For a spit under £175.00 you get a single program that’s capable of recording, editing, processing and then rendering broadcast quality audio files. We’re not talking bedroom home recording either (though it’s more than capable of that) but proper, 32 simultaneous channels at 64-bit/192KHz, which means that with the right hardware, it’ll handle all but the most demanding recording situations.
The interface is sparse but well-organised into a collection of clever panels which contain the various editing views, the plug-in effects chain, browsers, file properties, meters and so on that can be arranged and switched on or off with a couple of mouse clicks. Find an individual audio file in the browser and it can previewed instantly or right clicked and added to a handy list of favourites. The interface is easy to customise and works well, even on a 13” MacBook screen.
Sound Forge includes a range of tools for precision editing of audio files including a pencil mode which lets you draw directly within the waveform and an envelope mode which is great for adjusting the way effect parameters are applied over a specific passage of audio. You get a selection of high quality effects for processing your recordings, including compression, delay, EQ, reverb and various filters; inveterate knob-twiddlers can fiddle with the effects manually, while there are plenty of well-described presets for those less aurally inclined users. We were particularly impressed with the included time stretching features which allow very fine adjustment of time, tempo and pitch and the way that all the effects can be previewed from inside their own settings panels before committing to processing.

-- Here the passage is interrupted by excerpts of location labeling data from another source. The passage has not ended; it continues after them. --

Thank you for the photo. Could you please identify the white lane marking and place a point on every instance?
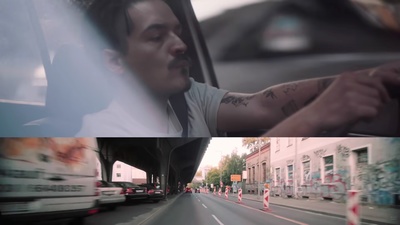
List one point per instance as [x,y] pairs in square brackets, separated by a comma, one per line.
[220,223]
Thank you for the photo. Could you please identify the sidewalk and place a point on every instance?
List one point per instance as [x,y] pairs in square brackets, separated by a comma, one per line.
[370,214]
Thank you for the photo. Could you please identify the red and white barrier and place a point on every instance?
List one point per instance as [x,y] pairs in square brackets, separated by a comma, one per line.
[353,207]
[266,200]
[240,196]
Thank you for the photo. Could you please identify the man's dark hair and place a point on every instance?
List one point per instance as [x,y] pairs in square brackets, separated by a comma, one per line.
[109,21]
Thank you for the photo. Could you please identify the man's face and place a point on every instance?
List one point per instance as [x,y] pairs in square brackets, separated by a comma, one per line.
[155,48]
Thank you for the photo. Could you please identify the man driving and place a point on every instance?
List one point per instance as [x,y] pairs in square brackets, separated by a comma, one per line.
[145,57]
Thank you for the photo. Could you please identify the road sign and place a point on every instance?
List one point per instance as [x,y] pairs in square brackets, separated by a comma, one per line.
[236,177]
[353,207]
[240,195]
[266,200]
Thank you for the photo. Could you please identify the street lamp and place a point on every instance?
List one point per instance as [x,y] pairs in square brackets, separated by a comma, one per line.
[259,168]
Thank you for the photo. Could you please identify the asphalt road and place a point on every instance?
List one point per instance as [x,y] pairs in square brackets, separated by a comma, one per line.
[208,209]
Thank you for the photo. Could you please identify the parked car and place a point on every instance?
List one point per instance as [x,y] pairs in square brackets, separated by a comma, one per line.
[38,70]
[132,191]
[110,194]
[55,187]
[155,194]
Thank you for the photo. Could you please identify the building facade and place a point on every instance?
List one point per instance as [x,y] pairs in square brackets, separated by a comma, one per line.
[257,166]
[328,167]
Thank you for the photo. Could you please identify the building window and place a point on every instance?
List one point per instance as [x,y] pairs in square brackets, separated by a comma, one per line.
[290,142]
[290,173]
[328,169]
[306,172]
[264,172]
[278,145]
[254,174]
[277,176]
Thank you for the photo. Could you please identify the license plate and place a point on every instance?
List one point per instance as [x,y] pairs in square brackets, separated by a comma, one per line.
[14,207]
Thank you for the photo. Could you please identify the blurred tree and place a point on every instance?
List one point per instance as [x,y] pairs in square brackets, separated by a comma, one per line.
[198,174]
[251,143]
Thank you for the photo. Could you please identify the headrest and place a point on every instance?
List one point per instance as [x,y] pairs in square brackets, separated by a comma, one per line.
[76,86]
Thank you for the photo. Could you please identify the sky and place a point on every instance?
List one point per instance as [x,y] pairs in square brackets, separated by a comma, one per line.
[205,9]
[221,146]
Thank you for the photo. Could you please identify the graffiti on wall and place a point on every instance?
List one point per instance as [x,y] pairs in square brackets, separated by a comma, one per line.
[305,158]
[343,151]
[320,153]
[382,180]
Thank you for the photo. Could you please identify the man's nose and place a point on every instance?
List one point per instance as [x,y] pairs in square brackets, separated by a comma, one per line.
[179,47]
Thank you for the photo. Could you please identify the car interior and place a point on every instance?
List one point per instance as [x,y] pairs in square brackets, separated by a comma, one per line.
[72,92]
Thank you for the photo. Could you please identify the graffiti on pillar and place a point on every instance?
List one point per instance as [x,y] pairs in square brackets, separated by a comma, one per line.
[343,151]
[320,153]
[305,158]
[382,179]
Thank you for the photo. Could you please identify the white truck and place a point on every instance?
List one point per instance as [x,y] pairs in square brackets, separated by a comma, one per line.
[110,195]
[46,179]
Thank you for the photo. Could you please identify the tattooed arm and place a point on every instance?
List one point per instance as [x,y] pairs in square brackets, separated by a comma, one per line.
[265,109]
[308,107]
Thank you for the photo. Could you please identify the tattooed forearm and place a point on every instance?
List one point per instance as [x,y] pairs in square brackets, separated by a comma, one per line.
[311,99]
[269,93]
[324,84]
[290,108]
[236,100]
[289,88]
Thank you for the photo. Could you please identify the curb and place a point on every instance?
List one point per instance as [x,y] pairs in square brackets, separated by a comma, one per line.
[323,213]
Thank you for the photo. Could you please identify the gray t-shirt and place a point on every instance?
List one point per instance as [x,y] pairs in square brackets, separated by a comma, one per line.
[203,103]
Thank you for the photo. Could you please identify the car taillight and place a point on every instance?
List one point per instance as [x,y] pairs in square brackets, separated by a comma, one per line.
[93,211]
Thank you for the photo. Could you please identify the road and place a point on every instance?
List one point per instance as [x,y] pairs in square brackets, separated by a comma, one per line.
[208,209]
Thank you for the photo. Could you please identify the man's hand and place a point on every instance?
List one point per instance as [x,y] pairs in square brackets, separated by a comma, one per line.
[353,97]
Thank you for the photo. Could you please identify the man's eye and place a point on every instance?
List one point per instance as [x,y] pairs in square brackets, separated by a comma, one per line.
[156,38]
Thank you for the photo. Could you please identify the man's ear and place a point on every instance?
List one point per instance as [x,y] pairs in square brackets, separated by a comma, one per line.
[113,61]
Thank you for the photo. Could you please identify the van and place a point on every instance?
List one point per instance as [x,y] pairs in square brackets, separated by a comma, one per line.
[46,179]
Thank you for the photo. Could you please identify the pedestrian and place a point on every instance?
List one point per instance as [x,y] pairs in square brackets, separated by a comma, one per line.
[143,49]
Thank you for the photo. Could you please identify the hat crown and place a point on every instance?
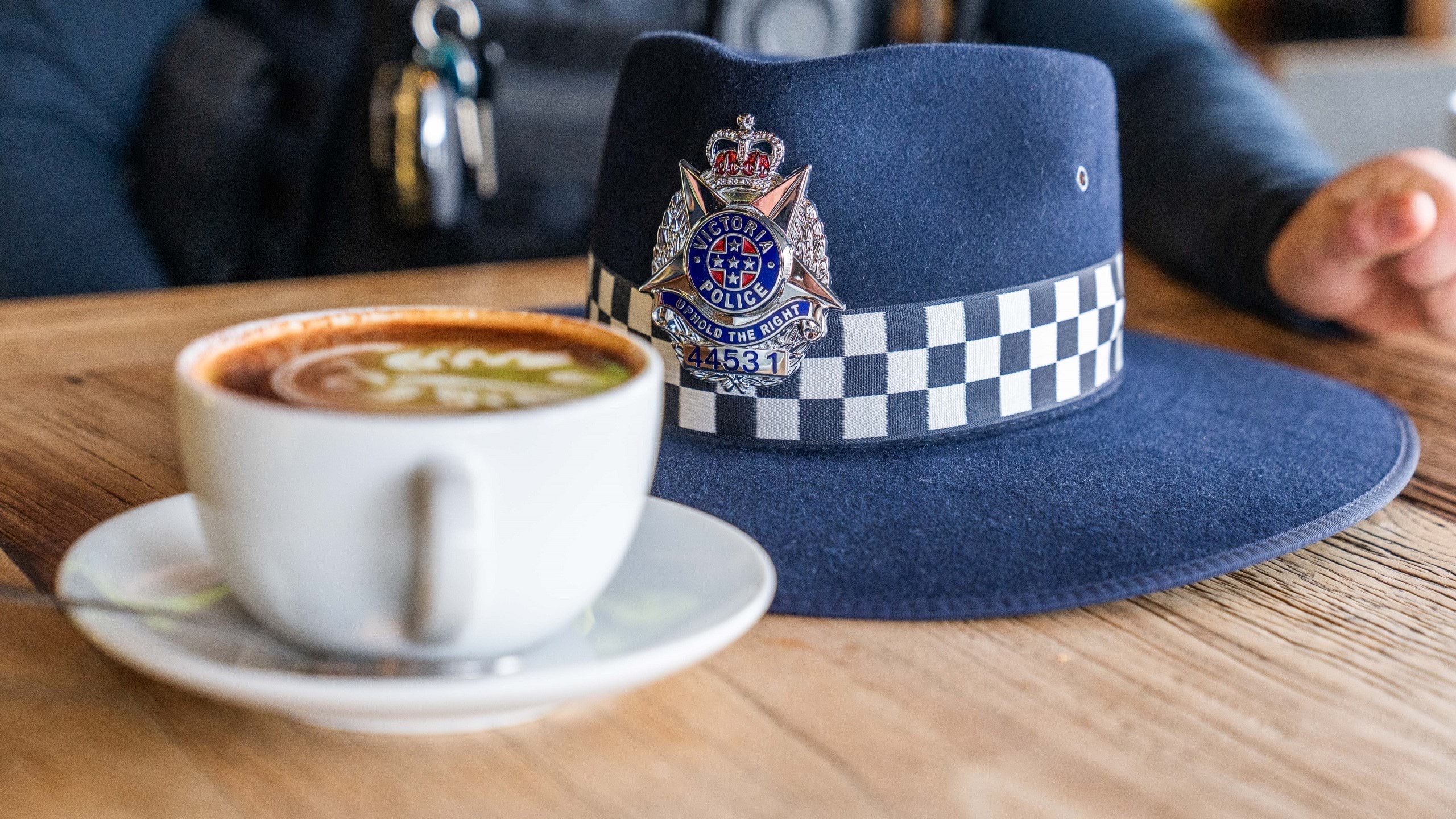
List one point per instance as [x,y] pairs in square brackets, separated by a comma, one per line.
[940,171]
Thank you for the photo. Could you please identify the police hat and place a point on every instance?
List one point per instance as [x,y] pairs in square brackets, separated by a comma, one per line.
[958,424]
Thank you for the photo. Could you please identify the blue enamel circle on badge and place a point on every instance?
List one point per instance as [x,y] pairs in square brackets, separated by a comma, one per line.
[734,263]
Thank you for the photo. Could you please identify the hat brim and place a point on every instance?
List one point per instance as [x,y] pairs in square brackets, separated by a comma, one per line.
[1203,462]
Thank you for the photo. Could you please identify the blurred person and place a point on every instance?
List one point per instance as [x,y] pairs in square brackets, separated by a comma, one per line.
[108,181]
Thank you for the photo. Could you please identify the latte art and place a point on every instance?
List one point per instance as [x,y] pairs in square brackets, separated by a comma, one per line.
[440,378]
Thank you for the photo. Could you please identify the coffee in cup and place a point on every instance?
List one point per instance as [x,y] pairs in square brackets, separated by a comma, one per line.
[423,366]
[428,483]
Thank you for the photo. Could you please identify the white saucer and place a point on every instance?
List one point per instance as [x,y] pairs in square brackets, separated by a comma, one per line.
[690,585]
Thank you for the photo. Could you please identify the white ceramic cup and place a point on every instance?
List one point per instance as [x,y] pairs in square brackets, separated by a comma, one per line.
[419,535]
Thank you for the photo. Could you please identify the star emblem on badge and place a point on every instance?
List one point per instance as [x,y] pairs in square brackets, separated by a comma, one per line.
[740,278]
[778,203]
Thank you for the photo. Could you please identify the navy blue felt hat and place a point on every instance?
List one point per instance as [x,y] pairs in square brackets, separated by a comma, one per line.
[958,424]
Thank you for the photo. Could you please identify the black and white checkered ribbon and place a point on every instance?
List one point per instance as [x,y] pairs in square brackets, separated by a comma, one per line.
[908,371]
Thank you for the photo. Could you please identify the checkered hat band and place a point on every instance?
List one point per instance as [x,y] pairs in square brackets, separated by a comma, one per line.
[908,372]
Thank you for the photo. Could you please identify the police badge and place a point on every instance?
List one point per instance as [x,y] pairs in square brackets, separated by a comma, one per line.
[740,278]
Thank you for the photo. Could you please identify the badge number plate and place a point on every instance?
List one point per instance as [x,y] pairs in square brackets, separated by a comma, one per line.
[737,361]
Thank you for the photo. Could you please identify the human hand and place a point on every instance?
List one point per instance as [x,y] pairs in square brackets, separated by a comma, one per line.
[1375,250]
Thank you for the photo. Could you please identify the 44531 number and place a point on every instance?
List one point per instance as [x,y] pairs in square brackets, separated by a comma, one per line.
[737,361]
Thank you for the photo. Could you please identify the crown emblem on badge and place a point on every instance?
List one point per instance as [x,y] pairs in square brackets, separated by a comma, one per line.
[740,274]
[739,158]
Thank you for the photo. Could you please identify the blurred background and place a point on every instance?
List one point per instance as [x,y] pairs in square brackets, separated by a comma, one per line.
[270,139]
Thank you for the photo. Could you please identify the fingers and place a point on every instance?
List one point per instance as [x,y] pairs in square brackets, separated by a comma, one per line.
[1375,228]
[1375,248]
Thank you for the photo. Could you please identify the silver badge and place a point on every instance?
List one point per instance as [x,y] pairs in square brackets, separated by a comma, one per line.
[740,279]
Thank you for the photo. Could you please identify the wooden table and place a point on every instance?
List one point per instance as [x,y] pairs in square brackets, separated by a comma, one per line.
[1322,684]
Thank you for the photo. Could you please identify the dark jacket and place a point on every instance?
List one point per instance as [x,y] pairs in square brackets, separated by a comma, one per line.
[1213,161]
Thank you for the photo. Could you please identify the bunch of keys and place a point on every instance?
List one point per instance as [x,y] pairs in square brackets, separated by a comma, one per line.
[432,121]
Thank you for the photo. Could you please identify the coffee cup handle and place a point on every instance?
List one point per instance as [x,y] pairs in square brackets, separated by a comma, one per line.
[450,531]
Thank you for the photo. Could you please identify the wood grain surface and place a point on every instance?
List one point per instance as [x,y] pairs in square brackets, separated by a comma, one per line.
[1322,684]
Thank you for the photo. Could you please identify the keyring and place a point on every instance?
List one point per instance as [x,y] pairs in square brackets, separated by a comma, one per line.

Sound Forge Pro for Mac includes a range of high quality mastering effects, courtesy of iZotope
Sound Forge also ships with a suite of professional-level cleanup tools from iZotope – a declicker for removing clicks and pops, a denoiser which can analyse-and-zap noisy sections of audio, and a declipper for smoothing out or removing distorted highs; although these are geared up to favour users with some understanding of audio technology and jargon, with a bit of perserverence anyone can use them to achieve excellent results.
Once audio has been edited and processed, Sound Forge can also be used to apply a range of powerful mastering effects – EQ, reverb, compression, limiter, image (for adjusting the stereo image) and exciter (think analogue-style warmth) – to give recordings that final sprinkle of audio fairy dust.